Monday, October 8, 2007

Hey Parents, Leave Them Teachers Alone

Is it no wonder that teachers are leaving the profession by the droves? In addition to worrying about scores from NCLB-mandated state tests, teachers have to contend with a variety of distracting factions. Parents either become completely absorbed and obsessed with their children's education, or they completely ignore it hoping their children will miraculously fly through school without any outside assistance. Can we have some middle ground here?

Many school administrators walk on eggshells around parents dreading to hear "lawsuit". Please. If a parent wants to blame Mr. X for his or her child's performance, then I suggest we need to resort to video taping classrooms. Yes, let's up the surveillance. I know it will give us teachers a breather. We know that our stories can be corroborated by a video tape. Why not? Lots of alternative education schools do this, why not ALL schools. Heck, I'll even chip in part of my paycheck.

In addition, some parents become so involved in their children's education that they question a teacher on seat placement (when there is nothing wrong with the child). As people in our society become more in tune with their children's education and as their socioeconomic status throughout generations has improved, many parents feel they have a right to make sure their money is being well used. This new money in the wallet syndrome makes them really conscious of where it's going, and they better be investing it well. I have heard parents say "Well, we pay for you to teach." Not so--if you knew that you are only paying for about a nickel of my salary (if that) where would you direct your anger?

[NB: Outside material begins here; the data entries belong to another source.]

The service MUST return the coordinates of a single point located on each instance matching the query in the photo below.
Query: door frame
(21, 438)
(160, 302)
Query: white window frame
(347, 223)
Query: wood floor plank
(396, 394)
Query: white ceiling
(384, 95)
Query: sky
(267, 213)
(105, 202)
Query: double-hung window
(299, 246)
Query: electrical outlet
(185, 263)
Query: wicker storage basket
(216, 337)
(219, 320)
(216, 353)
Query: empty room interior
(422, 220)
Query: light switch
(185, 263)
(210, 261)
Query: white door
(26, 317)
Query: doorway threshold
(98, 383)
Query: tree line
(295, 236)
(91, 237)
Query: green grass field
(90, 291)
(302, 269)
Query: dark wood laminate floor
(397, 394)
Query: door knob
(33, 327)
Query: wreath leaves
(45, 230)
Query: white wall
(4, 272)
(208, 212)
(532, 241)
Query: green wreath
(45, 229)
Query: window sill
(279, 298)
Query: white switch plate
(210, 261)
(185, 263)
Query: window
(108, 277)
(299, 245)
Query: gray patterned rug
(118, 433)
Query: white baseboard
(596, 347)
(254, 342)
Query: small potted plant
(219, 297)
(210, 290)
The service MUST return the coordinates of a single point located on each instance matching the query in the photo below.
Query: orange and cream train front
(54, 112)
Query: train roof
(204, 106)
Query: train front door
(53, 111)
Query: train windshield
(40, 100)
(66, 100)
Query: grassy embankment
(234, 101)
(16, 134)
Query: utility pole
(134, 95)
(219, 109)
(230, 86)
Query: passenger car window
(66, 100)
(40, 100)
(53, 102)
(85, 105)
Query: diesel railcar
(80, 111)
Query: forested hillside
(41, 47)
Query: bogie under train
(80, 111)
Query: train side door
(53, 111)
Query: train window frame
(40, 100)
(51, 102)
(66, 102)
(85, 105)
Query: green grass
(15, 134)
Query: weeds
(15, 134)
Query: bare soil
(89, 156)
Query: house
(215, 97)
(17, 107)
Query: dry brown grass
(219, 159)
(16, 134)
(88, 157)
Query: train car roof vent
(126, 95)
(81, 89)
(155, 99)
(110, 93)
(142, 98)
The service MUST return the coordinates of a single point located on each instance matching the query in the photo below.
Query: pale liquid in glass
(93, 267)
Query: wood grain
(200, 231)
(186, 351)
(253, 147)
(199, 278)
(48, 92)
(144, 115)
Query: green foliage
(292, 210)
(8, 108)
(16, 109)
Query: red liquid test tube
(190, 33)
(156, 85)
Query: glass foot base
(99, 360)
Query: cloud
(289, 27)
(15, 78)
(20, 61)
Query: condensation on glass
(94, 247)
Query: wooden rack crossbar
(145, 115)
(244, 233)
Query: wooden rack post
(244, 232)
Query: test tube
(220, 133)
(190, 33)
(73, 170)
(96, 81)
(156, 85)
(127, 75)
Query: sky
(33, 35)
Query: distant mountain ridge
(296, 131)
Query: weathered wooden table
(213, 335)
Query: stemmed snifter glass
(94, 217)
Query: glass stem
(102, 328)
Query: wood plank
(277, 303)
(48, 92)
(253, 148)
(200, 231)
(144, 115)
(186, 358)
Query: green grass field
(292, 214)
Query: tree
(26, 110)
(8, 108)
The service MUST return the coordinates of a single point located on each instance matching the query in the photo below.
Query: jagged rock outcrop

I believe a teacher has a right to use his or her professional expertise without being constantly monitored, drilled, and analyzed to death. I agree that teachers need to be accountable for their teaching as any professional should be accountable for the quality of his or her work. But there comes a point when parents needs to back off, and have a little faith. Parents need to realize that no educational environment is going to be totally in synch with what their children need. Guess what? Welcome to the real world. It's called adaptation, and unless children are taught to adapt to their new environments they will continually suffer from "I'm specialitis". This just doesn't fly in the workplace.

And many times, these overbearing, suffocating parents are the ones who threaten HOME SCHOOLING when the going gets tough at school. Yes, I can see how coddling your child in the comfort of your home will prepare your child for the harsh realities of life. Even more, I can understand that when things don't go your way (i.e. can't run the teacher or boss her around) you want to stamp your foot and pout. But let's think about the greater good here for the child--not your ego. Children need social interaction to become well-developed adults--they won't get this kind of interaction at home. In addition, the classroom prepares children for what they will be doing the rest of their lives: WORK. If children can't get along with their peers--how will they get along with their future coworkers? Education should be as individualized as possible for maximum learning benefit. At the same time, life doesn't adapt for US, we must adapt for it. So there also has to be a happy medium between giving children 100% of what they need and teaching them that life does not consist of everything being geared or catered to their needs.

I'm one of the biggest supporters of adapting classrooms, differentiating instruction, and helping special learners. But my job becomes increasingly difficult when I have to worry about whether I can sit Joe next to John and will I get a phone call from the parents. Hmmm . . . Parents, there are greater things out there for you to be concerned with. Just let the teachers teach, and we won't tell you how to parent or discipline your children--even if we can do it better than you can.